“On Christ the solid rock I stand
All other ground is sinking sand”
It’s a traditional hymn, as least for someone growing up in Southern Baptist church. But lately I’ve been understanding the meaning in a whole different way.
See, I’ve been working a lot in the past week on being prayerfully present, staying in touch with God as often as I can to keep my focus on the way I can minister in that moment, the things He means for me to be doing by placing me where I am, as first mentioned here. Mostly it ends up about being there for the children or for the family in general. That’s not to say that I’m putting myself on the back burner. It’s just that I believe God placed me in the honored and fortunate position of stay-at-home-mom mostly to take care of those around me. By raising good, Godly children, I can minister far beyond my own reach.
But it’s a funny thing, this prayerfully present business. I feel like I’m there, and then I’m not. A moment passes, my focus slips, and that sand slides out from beneath me. I struggle again to the top of the hill–to that little peak of Solid Rock I see above me–and attain it for a second. Then the process starts all over again. It’s like climbing a sand dune, a very steep sand dune, always shifting under my feet.
The other thing: I always thought of the sinking sand as quicksand, dragging me underneath. But in this analogy, the one where the sand is sinking but only from underneath my feet, there’s a giant pillowy area of sinking sand at the bottom. Imagine instead of not climbing, of sliding down that hill and laying sprawled out in the cushiony comfort all that sinking sand provides. The sun is warm, the sand is soft, the struggle is over.
I’ve never been so tempted by sinking sand.
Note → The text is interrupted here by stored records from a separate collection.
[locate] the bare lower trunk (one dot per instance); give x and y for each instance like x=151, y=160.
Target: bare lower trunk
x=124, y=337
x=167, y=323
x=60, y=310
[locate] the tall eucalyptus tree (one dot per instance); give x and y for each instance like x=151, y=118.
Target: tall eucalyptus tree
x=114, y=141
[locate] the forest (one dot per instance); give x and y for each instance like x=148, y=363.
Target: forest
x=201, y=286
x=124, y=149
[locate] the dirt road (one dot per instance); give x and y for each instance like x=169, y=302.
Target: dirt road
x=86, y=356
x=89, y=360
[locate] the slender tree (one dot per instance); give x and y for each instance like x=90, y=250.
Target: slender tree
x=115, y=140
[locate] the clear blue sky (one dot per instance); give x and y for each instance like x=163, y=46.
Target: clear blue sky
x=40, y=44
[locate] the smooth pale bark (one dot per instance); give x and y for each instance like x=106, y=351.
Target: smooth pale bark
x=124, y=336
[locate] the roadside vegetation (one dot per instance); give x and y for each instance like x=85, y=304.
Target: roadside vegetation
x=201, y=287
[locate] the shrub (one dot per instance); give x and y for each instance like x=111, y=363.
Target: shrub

But as I keep climbing, do I start to clear away the sand? Is the rock ever bigger, so that I can get my feet on it and rest? I know there will never really be rest, not until heaven, but I also like to think that this prayerfully present thing will someday become a habit, and in being a habit will become less like a constant struggle and more like, oh, a balancing act. Not that I think a balancing act is easy, but right now, it sounds a whole lot more appealing than the slipping sand dune.